Juke kuning di jalankan, menjauh dari jajaran pohon akasia, yang selalu setia mengamati pertemuan-perpisahan.
“Eh, memikirkan apa sih sampai melamun begitu?”
Perempuan itu menggeleng, lalu menatap ke luar jendela, melanjutkan lamunannya. Tentang nama seseorang yang pernah-masih dia rindukan.
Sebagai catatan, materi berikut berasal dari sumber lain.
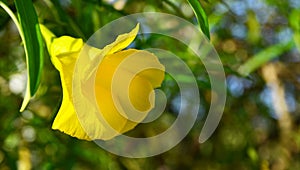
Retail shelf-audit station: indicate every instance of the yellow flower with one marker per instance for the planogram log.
(116, 66)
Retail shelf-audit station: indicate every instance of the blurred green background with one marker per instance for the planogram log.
(260, 127)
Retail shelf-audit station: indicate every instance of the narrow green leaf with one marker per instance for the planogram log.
(33, 44)
(263, 57)
(201, 16)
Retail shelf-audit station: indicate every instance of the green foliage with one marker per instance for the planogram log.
(246, 34)
(201, 16)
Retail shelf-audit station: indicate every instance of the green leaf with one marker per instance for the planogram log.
(263, 57)
(201, 16)
(33, 44)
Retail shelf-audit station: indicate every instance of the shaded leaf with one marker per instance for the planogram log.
(263, 57)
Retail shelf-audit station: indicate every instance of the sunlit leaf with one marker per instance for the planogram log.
(201, 16)
(33, 45)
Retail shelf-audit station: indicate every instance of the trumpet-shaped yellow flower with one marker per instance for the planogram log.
(124, 84)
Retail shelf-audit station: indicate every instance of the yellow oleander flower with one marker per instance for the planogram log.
(112, 98)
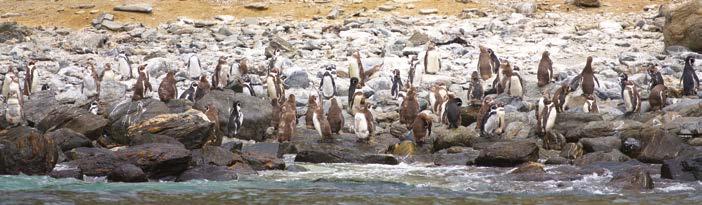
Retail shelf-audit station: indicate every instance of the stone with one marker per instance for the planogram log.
(157, 159)
(138, 8)
(25, 150)
(683, 26)
(68, 139)
(506, 154)
(127, 173)
(208, 172)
Ah, padahal ada laki-laki itu di sampingnya.
Mungkin angin yang menyelip dari jendela yang terbuka lima inci itu menedesiskan pesan penasaran, “mengapa tidak berpaling saja? Masih menunggu yang tidak akan datang malam ini? Kau masih mencintainya ya? Kasihan.”
Tapi entahlah, hati tak mudah berkompromi kan?

–Di Jalan, Jakarta, 1 Maret 2012

gambarnya

9 thoughts on “Maret, Perempuan Itu Melamun di Sana

  1. Jujurnya,,, aku sering mikir bahwa kamu nulis rangkaian celoteh ini membentuk sebuah dunia utuh….
    ada pemuda yang masih ingat mantannya
    sementara pemudi (ceileee, Pemudi) yang menunggu hati si pemuda…
    lalu sepasang kekasih yang merasa simpati pada mereka dan mempertanyakan arti cinta.
    juga jangan lupa Bunga Aurela yang melihat tingkah polah manusia yang mencinta!!!
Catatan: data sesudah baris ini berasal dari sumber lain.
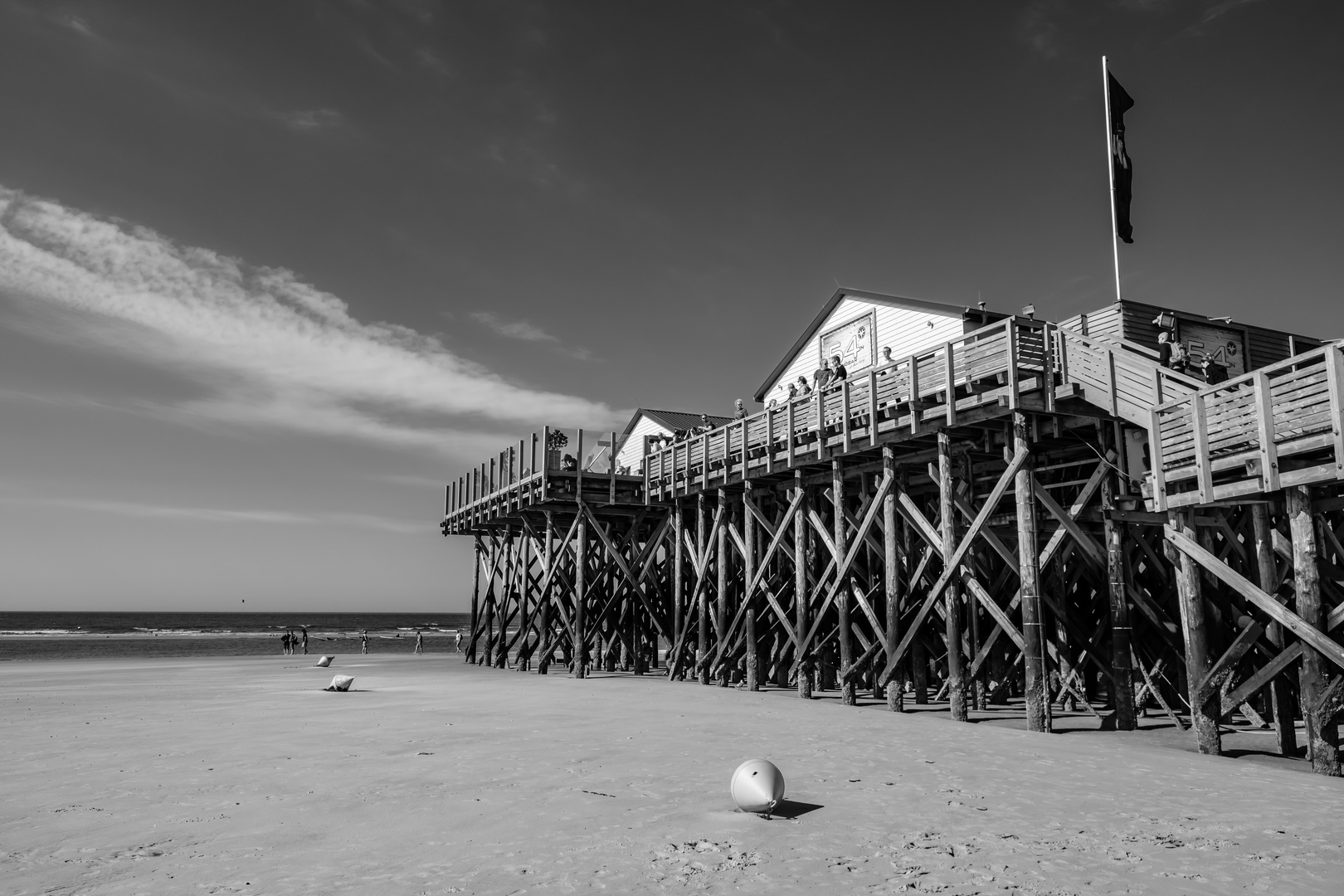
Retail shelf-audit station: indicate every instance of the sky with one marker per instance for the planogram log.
(270, 275)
    disulam jadi novel aku yakin akan jadi luar biasa!!!

    • wah dibilang begitu bisa2 sampe rumah aku langsung nulis begadang sampe pagi. mendadak semangat! ehehe… ada niat ke sana, tapi entah kapan, amin, doain aja. thx yaa…

      iya ini latar halte-nya sama yg 300 menit di februari, tempat aku nunggu bus pulang kerja, tapi gak bersambung sih ceritanya, beda orang, beda insprirasi. 😀

      ralat! Aurea bukan Aurela. Aurela itu sih kayak nama telenovela. ehehe…

      • maklum kebanyakan nonton telenovela waktu SMP… hehehhe
        Coba baca lag baik2 deh semua celotehanya… pasti ada satu benang merah yang bisa dijalin menjadi cerita yang amat indah…. (ngerayu)

      • ikuutan nimbruuunngg..:) wah., wah., si ita makin cute ajah ( tulisannya – haha ) asikk ta’ asikk., hmm., sekiranya akasia itu ada di ujung bahu ku menyulam cerita tentang gadis muda tak bergaris mata tadi malam., ahh., pasti gugur semua daunnya membungkus hati kami yang masih rindu…

        – oya ada mas kabut., 😛 iya tuh ., mas., si ita kaya nya mantep kan alur nya., nyambung terus., berurutan., dan masih dengan warna yang sama 🙂

      • @kabutpikir.
        benang merahnya pasti tentang penantian. kenapa ya? saya hobi menanti kali. jadi kalo udah bahas penantian mendadak menghayati. 😀 ahaha…

        @Semilir.
        warnanya apa emangnya sem? qiqiqi…

  2. tulisannya tetap keren seperti biasa..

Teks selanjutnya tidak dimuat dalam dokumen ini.